# Someone reactivated my Facebook account?



## Salvador Dali

I just logged into my secondary email address in over a week and found about 11 emails from facebook. The first one being from the 21st of August, stating that my Facebook account had been reactivated. I wasn't even aware that I had a facebook account, but I think I do recall briefly having one back in 2011 or 2012, before deactivating it and never using it again.

The rest of the emails were mostly "so and so has commented on your photo", and most of this comments were stating that the photo/whatever was spam. The last email was from earlier today, stating that I have been restricted from using some facebook features.

I've already contacted facebook, and they've replied by asking me to give them proof of identification (which I haven't sent to them as of yet).

I definitely didn't reactivate the account, and I'm a bit worried about just how it was reactivated. No one else has accessed my gmail account but me by the looks of it, all of the IP addresses are mine and my last login was apparently 8 days ago, 3 days before I got the first email.

I've already changed my email's password just in case.
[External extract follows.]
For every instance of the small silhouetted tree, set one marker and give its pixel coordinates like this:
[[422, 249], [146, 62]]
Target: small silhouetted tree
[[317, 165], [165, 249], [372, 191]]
I hardly ever use my computer any more (I use other devices to surf the web mainly) and I only visit trusted sites so I'm doubtful that it's a virus, but of course I can't rule it out.
I'm pretty sure all the facebook emails are official, they send me to official facebook site (it sure looks like it in the URL at least, even got the green lock there in google chrome).

I'm feeling a bit paranoid now, which is why I posted this thread, lol. Anyone know if this sort of thing is common? If I should take any further steps than I have already?
Also, it is possible to permanently delete the facebook account, to prevent this from happening again?


----------



## starsfreak

That sounds really weird :um

Changing your e-mail and password should do the job. Otherwise contact FB again.

And yes, you can completely delete your account with no chance of re-activating it again.

https://www.facebook.com/help/224562897555674

Not sure if this link works in your country as I live in Germany. Otherwise google "delete facebook account".

Hope I could help


----------



## Salvador Dali

Thanks for the reply so far. The email I got from Facebook support looked genuine enough so I decided to go ahead and send them my birth certificate, just waiting for a reply now.

After doing some more digging around my old emails, I also noticed one that was sent on the 13th asking me to complete a survey regarding recent support from facebook. I never asked for any support from FB back then, like I said, I haven't even been on FB for the past 2-3 years.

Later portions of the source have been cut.